Anti-Money Laundering vs KYC

Anti-Money Laundering (AML) and Know Your Customer (KYC) are interconnected regulations, but are discrete processes. AML refers to the broad set of laws, regulations, and procedures that are designed to detect, prevent, and report on activities that potentially involve money laundering. KYC is an essential component of AML. KYC specifically involves verifying and validating customer identities to ensure that they are who they claim to be, in order to mitigate identity-specific risks associated with money laundering and fraud (e.g., the use of stolen or synthetic identities to open accounts and use them for money laundering purposes).

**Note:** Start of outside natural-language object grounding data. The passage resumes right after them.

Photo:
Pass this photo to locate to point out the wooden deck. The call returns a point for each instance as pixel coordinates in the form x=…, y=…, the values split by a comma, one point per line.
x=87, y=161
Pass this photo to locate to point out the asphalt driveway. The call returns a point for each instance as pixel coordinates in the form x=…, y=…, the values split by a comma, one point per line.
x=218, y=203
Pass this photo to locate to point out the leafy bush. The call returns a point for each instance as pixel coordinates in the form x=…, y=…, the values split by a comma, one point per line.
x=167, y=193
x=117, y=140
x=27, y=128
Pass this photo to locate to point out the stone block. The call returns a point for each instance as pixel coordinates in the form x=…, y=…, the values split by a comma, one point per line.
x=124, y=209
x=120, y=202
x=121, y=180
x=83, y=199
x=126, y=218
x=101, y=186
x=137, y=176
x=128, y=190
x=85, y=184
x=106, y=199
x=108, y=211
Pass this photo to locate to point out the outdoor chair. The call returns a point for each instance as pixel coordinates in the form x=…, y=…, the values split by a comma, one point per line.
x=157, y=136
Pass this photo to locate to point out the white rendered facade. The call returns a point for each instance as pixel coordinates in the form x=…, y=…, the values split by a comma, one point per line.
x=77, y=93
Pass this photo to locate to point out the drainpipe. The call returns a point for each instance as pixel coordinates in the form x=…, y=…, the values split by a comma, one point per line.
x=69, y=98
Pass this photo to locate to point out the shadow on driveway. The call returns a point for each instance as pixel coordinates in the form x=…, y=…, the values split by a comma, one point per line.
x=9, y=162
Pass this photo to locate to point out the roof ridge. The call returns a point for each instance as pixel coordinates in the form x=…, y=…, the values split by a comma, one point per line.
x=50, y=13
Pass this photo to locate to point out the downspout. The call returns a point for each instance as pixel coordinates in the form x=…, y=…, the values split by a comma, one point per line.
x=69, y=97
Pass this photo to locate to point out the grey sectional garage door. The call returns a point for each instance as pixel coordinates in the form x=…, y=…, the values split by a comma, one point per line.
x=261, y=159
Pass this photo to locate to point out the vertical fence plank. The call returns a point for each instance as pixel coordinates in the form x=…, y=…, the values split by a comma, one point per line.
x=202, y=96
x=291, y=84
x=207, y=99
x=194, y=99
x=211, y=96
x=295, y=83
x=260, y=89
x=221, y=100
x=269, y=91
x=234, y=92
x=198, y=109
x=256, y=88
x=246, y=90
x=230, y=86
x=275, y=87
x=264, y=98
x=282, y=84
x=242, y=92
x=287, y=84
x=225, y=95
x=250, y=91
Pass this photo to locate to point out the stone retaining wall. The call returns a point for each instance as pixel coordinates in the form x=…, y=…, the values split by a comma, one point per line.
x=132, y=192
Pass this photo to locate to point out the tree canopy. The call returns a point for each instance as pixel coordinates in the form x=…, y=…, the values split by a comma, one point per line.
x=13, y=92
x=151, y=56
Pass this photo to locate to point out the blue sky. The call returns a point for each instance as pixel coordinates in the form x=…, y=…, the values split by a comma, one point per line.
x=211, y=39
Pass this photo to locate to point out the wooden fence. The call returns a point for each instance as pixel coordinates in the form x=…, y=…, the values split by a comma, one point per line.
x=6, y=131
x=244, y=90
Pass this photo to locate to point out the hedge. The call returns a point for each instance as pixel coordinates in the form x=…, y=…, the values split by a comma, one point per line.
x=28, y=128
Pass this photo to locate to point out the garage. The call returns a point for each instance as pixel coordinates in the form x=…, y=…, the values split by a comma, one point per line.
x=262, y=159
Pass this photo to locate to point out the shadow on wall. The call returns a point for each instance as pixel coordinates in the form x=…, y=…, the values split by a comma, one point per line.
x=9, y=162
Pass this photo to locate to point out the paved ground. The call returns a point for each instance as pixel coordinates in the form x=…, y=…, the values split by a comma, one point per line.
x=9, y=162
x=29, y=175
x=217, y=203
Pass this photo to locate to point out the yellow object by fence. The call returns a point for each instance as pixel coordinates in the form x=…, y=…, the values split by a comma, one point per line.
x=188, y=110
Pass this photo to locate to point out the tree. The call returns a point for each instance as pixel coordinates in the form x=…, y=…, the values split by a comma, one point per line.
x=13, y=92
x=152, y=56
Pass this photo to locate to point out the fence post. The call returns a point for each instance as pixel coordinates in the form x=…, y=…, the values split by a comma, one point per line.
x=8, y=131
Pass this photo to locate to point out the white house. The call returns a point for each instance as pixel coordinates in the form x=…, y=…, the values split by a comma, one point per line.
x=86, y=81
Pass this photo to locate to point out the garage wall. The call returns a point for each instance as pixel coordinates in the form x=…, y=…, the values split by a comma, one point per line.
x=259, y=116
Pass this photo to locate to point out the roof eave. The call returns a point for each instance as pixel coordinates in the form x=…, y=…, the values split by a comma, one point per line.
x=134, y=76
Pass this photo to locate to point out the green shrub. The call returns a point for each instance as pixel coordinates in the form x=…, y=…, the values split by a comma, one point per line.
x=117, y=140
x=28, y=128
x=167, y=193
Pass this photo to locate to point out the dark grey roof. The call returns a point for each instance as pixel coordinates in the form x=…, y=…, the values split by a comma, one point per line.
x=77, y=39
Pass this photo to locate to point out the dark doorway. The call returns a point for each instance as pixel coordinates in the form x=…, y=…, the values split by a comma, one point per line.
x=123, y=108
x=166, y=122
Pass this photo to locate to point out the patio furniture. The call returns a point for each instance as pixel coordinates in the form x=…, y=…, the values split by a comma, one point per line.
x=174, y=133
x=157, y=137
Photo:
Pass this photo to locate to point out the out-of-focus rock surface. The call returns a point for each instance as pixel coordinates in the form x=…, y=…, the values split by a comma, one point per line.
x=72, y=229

Use case / examples for account takeover:

Customer Onboarding: Performing Know Your Customer (KYC) processes during onboarding in order to accurately verify the customer's identity and ensure the financial institution stays in compliance with Anti-Money Laundering (AML) regulations. For banks, can include using document validation and biometrics tools for identity verification. For fintech platforms, this often means automating electronic Know Your Customer (eKYC) processes. 

Risk Assessment: Using KYC data in order to identify customers or transactions that are high-risk, enabling more targeted AML monitoring and/or the use of specific compliance measures with these accounts or transactions. 

Fraud Prevention: Implementing KYC procedures that are robust and ensure accurate identity verification, reducing the risk of fraudulent activity associated with money laundering. 

Regulatory Reporting: Utilizing KYC documentation to facilitate the efficient provision of AML compliance reporting to regulators, ensuring both legal compliance and transparency.